Machine learning is a subset of artificial intelligence. Using feature selection to reduce the dimensions of the data and adjust the hyperparameters can produce a more powerful and generalizable ML model. In recent years, ML in IBD has mainly been used for phenotype diagnosis, gene classification of gut microbiota, and prediction of postoperative recurrence [33,34,35]. A few studies have constructed ML models to evaluate CD activity and severity. Recently, all ML models constructed by Cai et al [36] performed well in predicting activity in CD test sets. Their study used the CDAI score as the assessment criterion for grouping, while we used the SES-CD as the standard, which displayed the activity of the affected intestinal segment more intuitively compared to CDAI. The Guez [37] team established a multimodal ML model to evaluate CD endoscopic activity by integrating MR information and biochemical indicators. The results showed that the length of diseased intestinal segments and the biochemical indicators were the most informative parameters. In summary, previous research results indicate the potential of ML to accurately and noninvasively assess intestinal activity. Our research also confirms this result. The use of DECTE to establish a ML model provides a new method for non-invasive quantitative evaluation of CD activity, which does not require complex calculations, and the parameters are intuitive and easily acquired.

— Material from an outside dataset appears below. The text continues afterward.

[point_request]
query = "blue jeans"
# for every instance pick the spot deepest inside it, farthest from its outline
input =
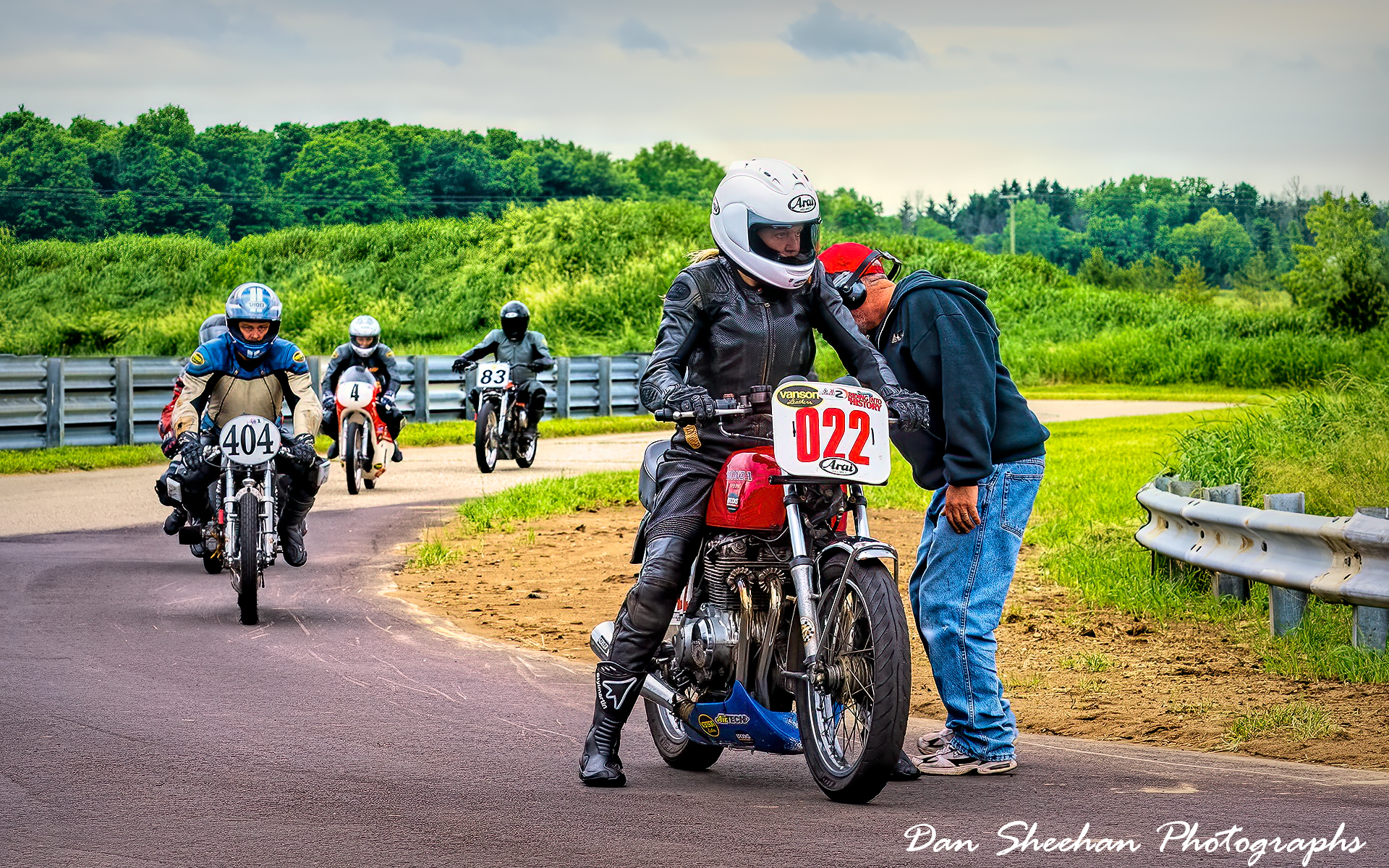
(957, 592)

In addition, DECTE scans can reduce scan duration and radiation exposure because of their unique hardware design [38]. The model in this study follows the approach of gastroenterologists in evaluating diseases and specific intestinal segments, revealing the role of different features on the activity of diseased intestinal segments and providing an effective tool for precise clinical diagnosis and treatment decision-making. In addition, compared to traditional statistical methods, machine learning models can usually be rigorously validated.

There are a few limitations that should be noted in this study. First, we used manual ROIs to measure DECTE parameters; in the future, semiautomatic or fully automated methods should be developed to ensure measurement accuracy. Second, our study did not evaluate the correlation between biochemical biomarkers and CD activity, as the relative contribution of each inflammatory segment to the overall biochemical biomarker (such as CRP and ESR, etc.) is unknown. Third, false positive results are a concern in the model. Increasing sample size and using multiple algorithms may be a key factor in reducing false positive rates and improving diagnostic accuracy in the future. Fourth, deep learning is a branch of machine learning and the mainstream trend of future artificial intelligence development. Due to sample size and time constraints, we will further explore the application value of deep learning in Crohn’s disease in the future. Finally, this was a single-centre study whose conclusions require additional validation with multi-centre data before future clinical applications.

Conclusion

Our machine learning model based on DECTE can feasibly evaluate intestinal segment activity in CD patients, and the DECT parameters provide a quantitative analysis for the evaluation of specific intestinal segment activity in CD patients.